There are but few known cases of succession from very complex antecedents which have not either been actually accounted for from simpler laws, or inferred with great probability (from the ascertained existence of intermediate links of causation not yet understood) to be capable of being so accounted for. It is, therefore, highly probable that all sequences from complex antecedents are thus resolvable, and that ultimate laws are in all cases comparatively simple. If there were not the other reasons already mentioned for believing that the laws of organized nature are resolvable into simpler laws, it would be almost a sufficient reason that the antecedents in most of the sequences are so very complex.

§ 7. In the preceding discussion we have recognized two kinds of empirical laws: those known to be laws of causation, but presumed to be resolvable into simpler laws; and those not known to be laws of causation at all. Both these kinds of laws agree in the demand which they make for being explained by deduction, and agree in being the appropriate means of verifying such deduction, since they represent the experience with which the result of the deduction must be compared. They agree, further, in this, that until explained, and connected with the ultimate laws from which they result, they have not attained the highest degree of certainty of which laws are susceptible.

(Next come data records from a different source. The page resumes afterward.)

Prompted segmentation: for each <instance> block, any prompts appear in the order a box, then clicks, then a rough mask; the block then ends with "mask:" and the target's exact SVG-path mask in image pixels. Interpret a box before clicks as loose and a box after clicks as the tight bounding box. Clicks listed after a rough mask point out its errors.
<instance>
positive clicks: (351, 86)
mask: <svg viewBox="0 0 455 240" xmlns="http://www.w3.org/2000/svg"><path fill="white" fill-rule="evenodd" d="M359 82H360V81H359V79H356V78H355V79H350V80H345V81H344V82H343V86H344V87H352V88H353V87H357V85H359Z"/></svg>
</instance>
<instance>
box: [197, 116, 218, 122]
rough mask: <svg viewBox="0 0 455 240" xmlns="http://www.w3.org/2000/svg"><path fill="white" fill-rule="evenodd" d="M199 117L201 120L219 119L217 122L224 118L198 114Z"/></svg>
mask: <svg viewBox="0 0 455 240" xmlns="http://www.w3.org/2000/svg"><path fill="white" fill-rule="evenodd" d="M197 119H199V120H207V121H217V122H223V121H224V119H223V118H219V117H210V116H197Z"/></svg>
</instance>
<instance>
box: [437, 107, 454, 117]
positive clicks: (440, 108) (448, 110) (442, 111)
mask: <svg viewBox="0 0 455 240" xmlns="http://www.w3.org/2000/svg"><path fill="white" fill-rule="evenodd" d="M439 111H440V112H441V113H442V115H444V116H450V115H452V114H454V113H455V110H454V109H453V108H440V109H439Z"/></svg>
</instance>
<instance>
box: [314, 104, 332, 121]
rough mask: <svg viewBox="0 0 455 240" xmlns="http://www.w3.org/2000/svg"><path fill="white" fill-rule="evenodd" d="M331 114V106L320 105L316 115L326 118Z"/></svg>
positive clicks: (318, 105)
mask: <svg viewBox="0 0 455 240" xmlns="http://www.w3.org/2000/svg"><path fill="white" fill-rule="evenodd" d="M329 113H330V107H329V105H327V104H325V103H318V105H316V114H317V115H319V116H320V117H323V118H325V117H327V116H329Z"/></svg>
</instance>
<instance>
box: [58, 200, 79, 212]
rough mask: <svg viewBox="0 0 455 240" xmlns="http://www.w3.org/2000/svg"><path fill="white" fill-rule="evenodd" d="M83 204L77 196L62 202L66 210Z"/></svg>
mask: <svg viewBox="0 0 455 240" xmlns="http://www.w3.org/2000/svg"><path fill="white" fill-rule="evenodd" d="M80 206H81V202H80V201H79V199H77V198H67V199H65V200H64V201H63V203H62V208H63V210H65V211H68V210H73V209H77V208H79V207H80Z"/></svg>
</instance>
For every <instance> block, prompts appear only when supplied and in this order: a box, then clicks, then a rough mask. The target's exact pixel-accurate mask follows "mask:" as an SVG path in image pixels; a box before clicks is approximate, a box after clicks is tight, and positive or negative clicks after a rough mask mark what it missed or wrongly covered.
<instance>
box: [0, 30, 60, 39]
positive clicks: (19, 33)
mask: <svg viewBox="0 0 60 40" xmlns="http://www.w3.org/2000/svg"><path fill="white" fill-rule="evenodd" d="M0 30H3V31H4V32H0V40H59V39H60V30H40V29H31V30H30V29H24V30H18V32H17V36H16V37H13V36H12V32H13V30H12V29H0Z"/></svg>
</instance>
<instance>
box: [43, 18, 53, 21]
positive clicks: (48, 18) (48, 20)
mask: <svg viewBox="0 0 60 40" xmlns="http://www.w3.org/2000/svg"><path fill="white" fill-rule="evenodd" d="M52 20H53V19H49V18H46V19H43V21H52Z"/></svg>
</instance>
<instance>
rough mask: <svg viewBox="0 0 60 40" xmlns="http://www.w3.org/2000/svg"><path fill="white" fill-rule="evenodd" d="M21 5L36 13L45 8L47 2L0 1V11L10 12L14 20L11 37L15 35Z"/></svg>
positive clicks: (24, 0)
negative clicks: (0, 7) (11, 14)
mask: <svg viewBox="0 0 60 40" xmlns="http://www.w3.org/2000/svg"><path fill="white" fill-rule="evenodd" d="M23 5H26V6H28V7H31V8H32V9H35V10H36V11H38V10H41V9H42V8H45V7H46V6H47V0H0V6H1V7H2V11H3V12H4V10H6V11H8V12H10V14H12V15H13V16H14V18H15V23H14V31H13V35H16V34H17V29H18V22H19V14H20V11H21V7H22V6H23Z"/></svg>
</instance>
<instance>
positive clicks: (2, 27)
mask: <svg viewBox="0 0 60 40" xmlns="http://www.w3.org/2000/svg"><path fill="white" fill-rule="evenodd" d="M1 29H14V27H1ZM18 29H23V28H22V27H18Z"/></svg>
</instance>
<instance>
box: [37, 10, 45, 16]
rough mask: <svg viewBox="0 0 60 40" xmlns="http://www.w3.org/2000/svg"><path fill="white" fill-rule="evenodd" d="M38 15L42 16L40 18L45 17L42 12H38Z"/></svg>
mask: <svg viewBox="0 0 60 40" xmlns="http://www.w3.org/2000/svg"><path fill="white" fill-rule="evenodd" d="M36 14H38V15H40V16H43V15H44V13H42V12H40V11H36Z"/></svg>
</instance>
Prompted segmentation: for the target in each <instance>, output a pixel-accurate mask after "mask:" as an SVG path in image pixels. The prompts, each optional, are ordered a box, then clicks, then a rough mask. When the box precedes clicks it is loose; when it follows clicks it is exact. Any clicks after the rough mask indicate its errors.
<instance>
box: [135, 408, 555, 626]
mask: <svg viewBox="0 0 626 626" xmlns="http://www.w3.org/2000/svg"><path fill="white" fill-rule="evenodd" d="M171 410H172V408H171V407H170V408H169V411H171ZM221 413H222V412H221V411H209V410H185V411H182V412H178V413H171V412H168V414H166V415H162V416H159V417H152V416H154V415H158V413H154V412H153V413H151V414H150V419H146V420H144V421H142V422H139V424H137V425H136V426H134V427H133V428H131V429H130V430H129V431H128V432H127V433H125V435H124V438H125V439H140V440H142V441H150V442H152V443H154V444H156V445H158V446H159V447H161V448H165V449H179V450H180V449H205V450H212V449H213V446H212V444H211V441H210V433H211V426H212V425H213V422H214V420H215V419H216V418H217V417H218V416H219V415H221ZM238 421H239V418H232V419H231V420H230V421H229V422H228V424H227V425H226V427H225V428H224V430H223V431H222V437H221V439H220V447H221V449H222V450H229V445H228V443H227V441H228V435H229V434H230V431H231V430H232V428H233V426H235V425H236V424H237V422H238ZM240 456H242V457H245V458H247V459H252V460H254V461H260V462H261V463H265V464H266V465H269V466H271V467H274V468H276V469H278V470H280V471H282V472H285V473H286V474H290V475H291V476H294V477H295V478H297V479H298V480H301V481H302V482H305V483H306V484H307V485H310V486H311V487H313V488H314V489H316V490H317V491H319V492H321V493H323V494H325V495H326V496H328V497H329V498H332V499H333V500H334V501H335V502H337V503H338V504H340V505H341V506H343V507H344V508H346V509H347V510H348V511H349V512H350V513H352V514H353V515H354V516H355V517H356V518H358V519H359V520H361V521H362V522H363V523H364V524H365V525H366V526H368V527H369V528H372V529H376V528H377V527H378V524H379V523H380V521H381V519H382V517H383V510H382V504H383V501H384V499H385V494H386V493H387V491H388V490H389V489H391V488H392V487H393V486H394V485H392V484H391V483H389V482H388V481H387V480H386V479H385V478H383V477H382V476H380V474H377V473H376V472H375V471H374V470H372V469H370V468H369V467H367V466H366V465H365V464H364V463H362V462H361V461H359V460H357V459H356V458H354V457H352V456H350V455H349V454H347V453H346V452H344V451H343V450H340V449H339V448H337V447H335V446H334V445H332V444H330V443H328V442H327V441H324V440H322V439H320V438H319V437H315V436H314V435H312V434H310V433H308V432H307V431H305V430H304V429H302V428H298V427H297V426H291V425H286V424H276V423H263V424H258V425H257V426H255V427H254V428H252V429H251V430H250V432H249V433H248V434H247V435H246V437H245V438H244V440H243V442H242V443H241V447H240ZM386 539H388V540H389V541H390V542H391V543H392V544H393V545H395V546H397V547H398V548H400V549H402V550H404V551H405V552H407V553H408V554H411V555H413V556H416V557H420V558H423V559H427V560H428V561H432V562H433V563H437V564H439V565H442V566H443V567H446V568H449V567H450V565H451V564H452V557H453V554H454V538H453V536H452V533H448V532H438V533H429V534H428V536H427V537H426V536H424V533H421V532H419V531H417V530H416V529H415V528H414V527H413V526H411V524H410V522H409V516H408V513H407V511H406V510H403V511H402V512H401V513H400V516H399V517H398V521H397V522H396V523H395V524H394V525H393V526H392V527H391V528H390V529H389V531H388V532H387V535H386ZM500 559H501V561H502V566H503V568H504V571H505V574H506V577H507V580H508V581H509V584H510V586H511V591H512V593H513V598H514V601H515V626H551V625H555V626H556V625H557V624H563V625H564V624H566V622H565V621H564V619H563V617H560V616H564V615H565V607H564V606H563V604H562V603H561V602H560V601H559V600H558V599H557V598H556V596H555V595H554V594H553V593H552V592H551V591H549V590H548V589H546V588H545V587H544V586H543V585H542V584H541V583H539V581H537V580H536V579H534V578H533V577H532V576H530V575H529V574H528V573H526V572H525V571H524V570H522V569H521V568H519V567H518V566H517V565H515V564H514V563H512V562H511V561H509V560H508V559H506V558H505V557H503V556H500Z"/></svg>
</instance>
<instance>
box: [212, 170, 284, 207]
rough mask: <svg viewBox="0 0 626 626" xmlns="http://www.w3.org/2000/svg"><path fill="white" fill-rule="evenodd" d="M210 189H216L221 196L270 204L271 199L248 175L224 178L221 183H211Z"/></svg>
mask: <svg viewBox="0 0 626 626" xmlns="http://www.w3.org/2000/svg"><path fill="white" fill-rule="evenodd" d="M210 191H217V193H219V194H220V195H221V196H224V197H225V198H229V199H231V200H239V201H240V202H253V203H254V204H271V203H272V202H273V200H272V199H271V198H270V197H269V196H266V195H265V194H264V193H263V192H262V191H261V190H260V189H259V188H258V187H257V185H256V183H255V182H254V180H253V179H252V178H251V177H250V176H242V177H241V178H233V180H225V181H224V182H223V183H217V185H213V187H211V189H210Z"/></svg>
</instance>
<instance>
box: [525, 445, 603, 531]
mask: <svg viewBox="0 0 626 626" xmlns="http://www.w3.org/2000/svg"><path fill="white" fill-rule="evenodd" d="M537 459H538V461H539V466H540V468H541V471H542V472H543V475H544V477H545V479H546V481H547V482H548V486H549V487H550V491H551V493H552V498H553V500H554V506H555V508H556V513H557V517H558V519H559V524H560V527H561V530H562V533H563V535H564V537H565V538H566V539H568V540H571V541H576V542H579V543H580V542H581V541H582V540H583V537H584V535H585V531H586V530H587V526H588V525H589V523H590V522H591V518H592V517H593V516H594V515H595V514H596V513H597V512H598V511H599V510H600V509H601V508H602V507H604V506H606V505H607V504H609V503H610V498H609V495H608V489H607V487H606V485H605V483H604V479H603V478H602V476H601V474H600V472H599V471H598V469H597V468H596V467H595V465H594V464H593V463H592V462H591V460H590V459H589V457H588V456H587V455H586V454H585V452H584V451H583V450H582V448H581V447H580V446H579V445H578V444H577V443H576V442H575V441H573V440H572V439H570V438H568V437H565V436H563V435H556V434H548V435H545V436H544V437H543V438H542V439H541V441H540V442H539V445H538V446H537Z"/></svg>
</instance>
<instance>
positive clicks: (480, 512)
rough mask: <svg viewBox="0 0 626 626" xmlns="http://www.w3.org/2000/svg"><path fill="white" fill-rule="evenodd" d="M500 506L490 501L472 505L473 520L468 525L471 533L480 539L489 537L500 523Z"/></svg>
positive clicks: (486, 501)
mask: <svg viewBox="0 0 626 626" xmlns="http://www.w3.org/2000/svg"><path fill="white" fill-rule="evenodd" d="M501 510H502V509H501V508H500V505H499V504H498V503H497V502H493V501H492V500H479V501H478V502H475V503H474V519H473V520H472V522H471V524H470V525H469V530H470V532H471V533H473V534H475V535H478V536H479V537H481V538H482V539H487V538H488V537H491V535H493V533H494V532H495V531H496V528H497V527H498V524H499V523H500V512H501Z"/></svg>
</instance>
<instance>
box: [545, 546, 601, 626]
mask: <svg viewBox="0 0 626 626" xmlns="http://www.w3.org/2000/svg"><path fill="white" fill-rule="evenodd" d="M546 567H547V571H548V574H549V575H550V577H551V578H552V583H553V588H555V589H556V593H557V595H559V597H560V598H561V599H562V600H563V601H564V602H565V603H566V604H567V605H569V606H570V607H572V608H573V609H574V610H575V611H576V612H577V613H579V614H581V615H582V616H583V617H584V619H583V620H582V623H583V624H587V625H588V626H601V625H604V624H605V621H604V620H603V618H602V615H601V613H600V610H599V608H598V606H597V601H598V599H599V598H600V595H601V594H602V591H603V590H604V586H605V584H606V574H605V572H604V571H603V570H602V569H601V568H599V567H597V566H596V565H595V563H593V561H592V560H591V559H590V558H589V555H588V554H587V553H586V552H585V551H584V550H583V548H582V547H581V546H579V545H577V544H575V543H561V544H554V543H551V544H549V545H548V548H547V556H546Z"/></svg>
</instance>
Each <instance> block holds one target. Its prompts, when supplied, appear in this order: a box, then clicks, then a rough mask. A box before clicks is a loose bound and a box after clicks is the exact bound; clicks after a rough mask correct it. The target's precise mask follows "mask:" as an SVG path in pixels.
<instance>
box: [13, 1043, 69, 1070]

It has been shown on a former occasion that laws of causation which are derivative, and compounded of simpler laws, are not only, as the nature of the case implies, less general, but even less certain, than the simpler laws from which they result; not in the same degree to be relied on as universally true. The inferiority of evidence, however, which attaches to this class of laws, is trifling, compared with that which is inherent in uniformities not known to be laws of causation at all. So long as these are unresolved, we can not tell on how many collocations, as well as laws, their truth may be dependent; we can never, therefore, extend them with any confidence to cases in which we have not assured ourselves, by trial, that the necessary collocation of causes, whatever it may be, exists. It is to this class of laws alone that the property, which philosophers usually consider as characteristic of empirical laws, belongs in all its strictness — the property of being unfit to be relied on beyond the limits of time, place, and circumstance in which the observations have been made. These are empirical laws in a more emphatic sense; and when I employ that term (except where the context manifestly indicates the reverse) I shall generally mean to designate those uniformities only, whether of succession or of co-existence, which are not known to be laws of causation.

171 Thus water, of which eight-ninths in weight are oxygen, dissolves most bodies which contain a high proportion of oxygen, such as all the nitrates (which have more oxygen than any others of the common salts), most of the sulphates, many of the carbonates, etc. Again, bodies largely composed of combustible elements, like hydrogen and carbon, are soluble in bodies of similar composition; resin, for instance, will dissolve in alcohol, tar in oil of turpentine. This empirical generalization is far from being universally true; no doubt because it is a remote, and therefore easily defeated, result of general laws too deep for us at present to penetrate; but it will probably in time suggest processes of inquiry, leading to the discovery of those laws.

172 Or, according to Laplace’s theory, the sun and the sun’s rotation.

173 Supra, book iii., chap. v., § 7.